Es ergeht im Rahmen eines Rechtsstreits zwischen der Robert Fuchs AG mit Sitz in der Schweiz (im Folgenden: Fuchs) und dem Hauptzollamt Lörrach (Deutschland) wegen Einfuhrzöllen, die diese Gesellschaft dafür zahlen soll, dass sie in der Schweiz zugelassene Helikopter, die in Deutschland für Schulungs- und Trainingsflüge verwendet werden, nach dem Verfahren der vorübergehenden Verwendung unter vollständiger Befreiung von Einfuhrabgaben in das Gebiet der Union eingeführt hat.
Rechtlicher Rahmen
Internationales Recht
Das am 26. Juni 1990 in Istanbul unterzeichnete Übereinkommen über die vorübergehende Verwendung wurde durch den Beschluss 93/329/EWG des Rates vom 15. März 1993 über den Abschluss des Übereinkommens über die vorübergehende Verwendung und über die Annahme seiner Anlagen (ABl. 1993, L 130, S. 1, berichtigt im ABl. 1993, L 289, S. 40) genehmigt.

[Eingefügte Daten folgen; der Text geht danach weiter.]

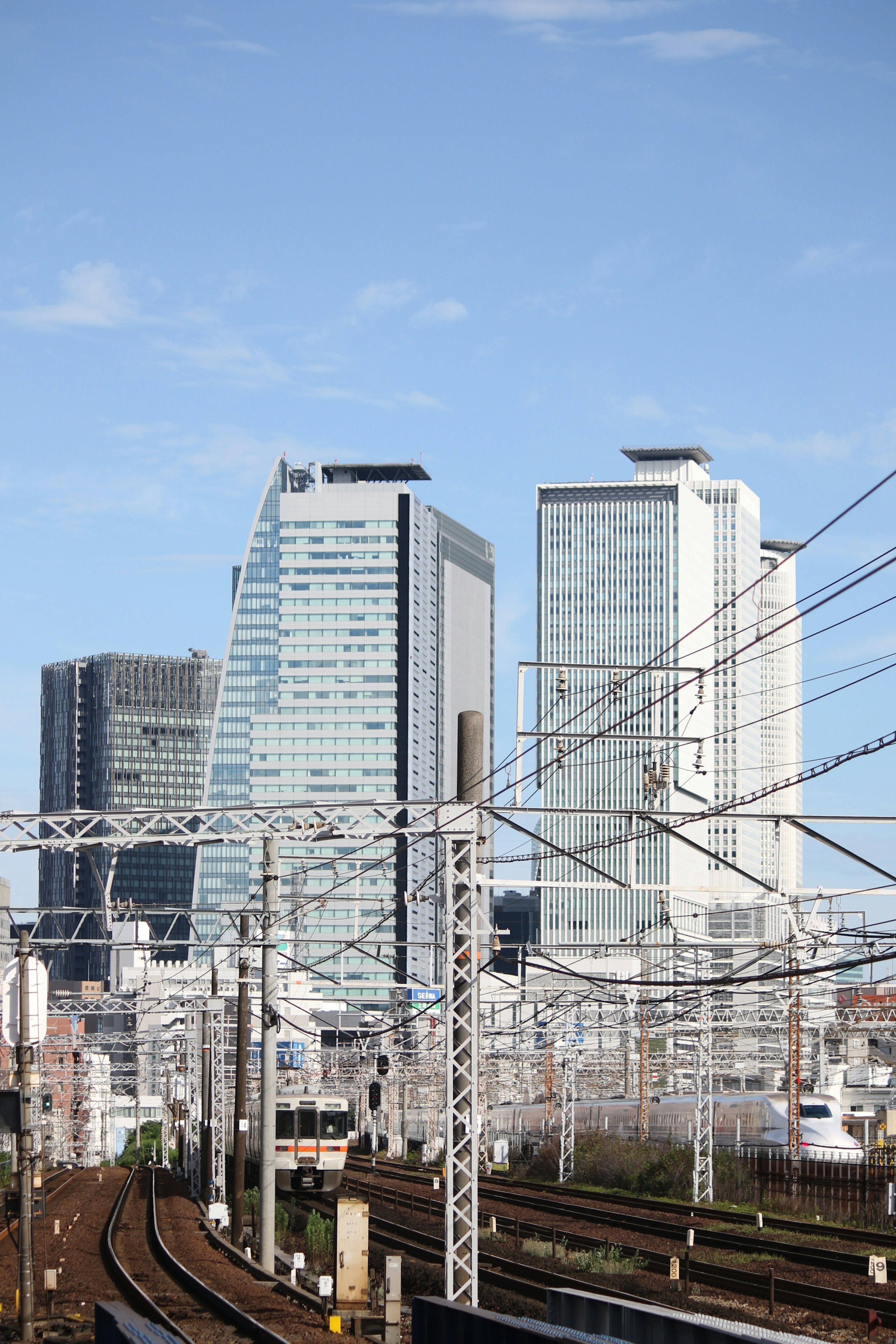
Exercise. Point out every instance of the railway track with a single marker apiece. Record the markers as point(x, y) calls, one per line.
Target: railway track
point(789, 1252)
point(502, 1189)
point(534, 1281)
point(172, 1289)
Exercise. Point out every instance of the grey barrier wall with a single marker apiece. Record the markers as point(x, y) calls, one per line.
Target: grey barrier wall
point(581, 1319)
point(592, 1314)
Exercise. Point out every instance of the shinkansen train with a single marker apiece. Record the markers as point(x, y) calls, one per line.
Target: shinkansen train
point(763, 1121)
point(311, 1140)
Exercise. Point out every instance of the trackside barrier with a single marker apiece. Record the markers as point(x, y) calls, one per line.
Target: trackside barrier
point(117, 1324)
point(600, 1320)
point(593, 1314)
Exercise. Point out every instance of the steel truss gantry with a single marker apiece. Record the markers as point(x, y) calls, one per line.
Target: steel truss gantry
point(460, 831)
point(567, 1120)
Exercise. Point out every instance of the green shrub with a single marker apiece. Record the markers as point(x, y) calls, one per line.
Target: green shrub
point(319, 1238)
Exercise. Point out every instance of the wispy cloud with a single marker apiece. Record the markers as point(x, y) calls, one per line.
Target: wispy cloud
point(876, 441)
point(700, 45)
point(534, 11)
point(852, 259)
point(240, 284)
point(382, 296)
point(226, 358)
point(93, 295)
point(421, 400)
point(644, 408)
point(250, 49)
point(347, 394)
point(186, 21)
point(445, 311)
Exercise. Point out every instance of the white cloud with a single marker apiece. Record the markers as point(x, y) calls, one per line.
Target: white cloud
point(240, 284)
point(447, 311)
point(347, 394)
point(532, 11)
point(187, 21)
point(429, 404)
point(850, 259)
point(702, 45)
point(644, 408)
point(230, 359)
point(94, 295)
point(252, 49)
point(385, 295)
point(241, 459)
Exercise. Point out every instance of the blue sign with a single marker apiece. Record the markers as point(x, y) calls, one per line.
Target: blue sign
point(424, 997)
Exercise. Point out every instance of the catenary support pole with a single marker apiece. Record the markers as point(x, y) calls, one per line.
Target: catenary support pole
point(206, 1104)
point(26, 1150)
point(240, 1099)
point(268, 1175)
point(460, 824)
point(405, 1121)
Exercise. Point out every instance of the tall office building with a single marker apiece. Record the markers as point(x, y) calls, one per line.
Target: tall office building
point(782, 737)
point(363, 623)
point(626, 570)
point(117, 732)
point(624, 576)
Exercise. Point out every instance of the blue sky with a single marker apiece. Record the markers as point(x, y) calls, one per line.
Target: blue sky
point(510, 236)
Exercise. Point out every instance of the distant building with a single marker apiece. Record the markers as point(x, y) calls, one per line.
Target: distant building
point(782, 733)
point(363, 623)
point(626, 572)
point(119, 732)
point(516, 921)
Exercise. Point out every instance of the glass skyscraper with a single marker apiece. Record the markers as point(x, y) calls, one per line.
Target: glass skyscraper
point(626, 570)
point(363, 623)
point(119, 732)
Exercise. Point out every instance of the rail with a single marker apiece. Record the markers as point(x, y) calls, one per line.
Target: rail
point(518, 1276)
point(220, 1306)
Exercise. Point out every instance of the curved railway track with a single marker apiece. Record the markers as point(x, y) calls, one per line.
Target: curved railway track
point(522, 1193)
point(182, 1292)
point(534, 1281)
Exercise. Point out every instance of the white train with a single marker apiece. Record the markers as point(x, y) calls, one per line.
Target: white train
point(311, 1140)
point(763, 1121)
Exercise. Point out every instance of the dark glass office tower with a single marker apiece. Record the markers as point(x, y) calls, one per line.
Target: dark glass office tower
point(117, 732)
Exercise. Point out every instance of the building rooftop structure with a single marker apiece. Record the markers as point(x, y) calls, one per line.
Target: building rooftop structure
point(354, 474)
point(695, 454)
point(785, 548)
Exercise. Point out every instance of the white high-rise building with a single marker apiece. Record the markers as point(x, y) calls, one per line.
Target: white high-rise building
point(363, 623)
point(782, 737)
point(626, 570)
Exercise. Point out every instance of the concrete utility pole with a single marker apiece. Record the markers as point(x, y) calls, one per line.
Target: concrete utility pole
point(205, 1167)
point(26, 1150)
point(240, 1099)
point(644, 1076)
point(268, 1175)
point(460, 826)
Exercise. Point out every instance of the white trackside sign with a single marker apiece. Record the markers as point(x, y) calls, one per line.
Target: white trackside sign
point(37, 986)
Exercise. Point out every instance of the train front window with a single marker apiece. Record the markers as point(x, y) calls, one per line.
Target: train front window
point(334, 1124)
point(284, 1124)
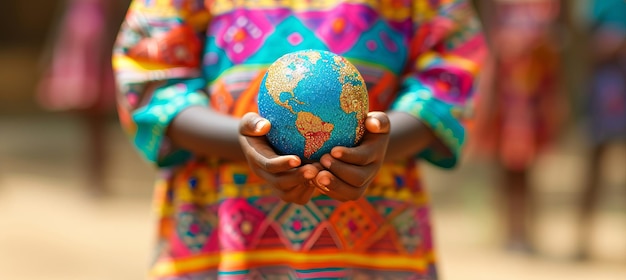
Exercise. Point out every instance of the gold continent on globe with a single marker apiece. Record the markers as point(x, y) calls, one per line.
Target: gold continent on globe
point(315, 100)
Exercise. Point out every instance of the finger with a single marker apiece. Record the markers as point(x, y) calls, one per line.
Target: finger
point(372, 149)
point(355, 175)
point(262, 155)
point(334, 187)
point(252, 124)
point(299, 195)
point(286, 181)
point(377, 122)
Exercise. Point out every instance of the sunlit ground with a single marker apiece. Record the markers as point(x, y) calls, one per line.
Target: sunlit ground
point(50, 228)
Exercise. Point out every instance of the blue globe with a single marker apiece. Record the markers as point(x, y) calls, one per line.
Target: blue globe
point(315, 100)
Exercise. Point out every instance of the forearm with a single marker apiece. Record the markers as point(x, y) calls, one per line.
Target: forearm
point(206, 132)
point(409, 136)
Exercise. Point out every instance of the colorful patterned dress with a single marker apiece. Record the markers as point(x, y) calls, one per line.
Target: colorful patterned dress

Art. 1 der Anlage C dieses Übereinkommens sieht vor:
„Im Sinne dieser Anlage bedeutet
Beförderungsmittel:
alle Schiffe (einschließlich Leichter, kleine Binnenfrachtschiffe – auch an Bord eines Schiffes beförderte – und Tragflügelboote), Luftkissenboote, Flugzeuge, Straßenkraftfahrzeuge (einschließlich Fahrräder mit Motor, Anhänger, Sattelanhänger und Lastzüge) sowie rollendes Eisenbahnmaterial – auch im Beförderungsmittel befindliche gewöhnliche Ersatzteile, Zubehör und Ausrüstung (einschließlich Spezialausrüstung für das Beladen, Entladen, das Umschlagen und die Sicherung der Waren);
gewerbliche Verwendung:
die Beförderung von Personen gegen Entgelt oder die gewerbliche Beförderung von Waren gegen oder ohne Entgelt;
eigener Gebrauch:
die Beförderung durch den Beteiligten ausschließlich zum persönlichen Gebrauch mit Ausnahme der gewerblichen Verwendung;
…“
Unionsrecht
Der Zollkodex
Art. 137 der Verordnung (EWG) Nr. 2913/92 des Rates vom 12. Oktober 1992 zur Festlegung des Zollkodex der Gemeinschaften (ABl. 1992, L 302, S. 1) in der durch die Verordnung (EG) Nr. 82/97 des Europäischen Parlaments und des Rates vom 19. Dezember 1996 (ABl. 1997, L 17, S. 1) geänderten Fassung (im Folgenden: Zollkodex) bestimmt:
„Im Verfahren der vorübergehenden Verwendung können Nichtgemeinschaftswaren, die zur Wiederausfuhr bestimmt sind, ohne dass sie, abgesehen von der normalen Wertminderung aufgrund des von ihnen gemachten Gebrauchs, Veränderungen erfahren hätten, unter vollständiger oder teilweiser Befreiung von den Einfuhrabgaben, und ohne dass sie handelspolitischen Maßnahmen unterliegen, im Zollgebiet der Gemeinschaft verwendet werden.“
Art. 141 des Zollkodex bestimmt:
„In welchen Fällen und unter welchen besonderen Voraussetzungen das Verfahren der vorübergehenden Verwendung unter vollständiger Befreiung von den Einfuhrabgaben in Anspruch genommen werden kann, wird nach dem Ausschussverfahren festgelegt.“
Art. 204 Abs. 1 Buchst. a des Zollkodex lautet:
„Eine Einfuhrzollschuld entsteht, wenn …
eine der Pflichten nicht erfüllt wird, die sich bei einer einfuhrabgabenpflichtigen Ware aus deren vorübergehender Verwahrung oder aus der Inanspruchnahme des Zollverfahrens, in das sie übergeführt worden ist, ergeben“.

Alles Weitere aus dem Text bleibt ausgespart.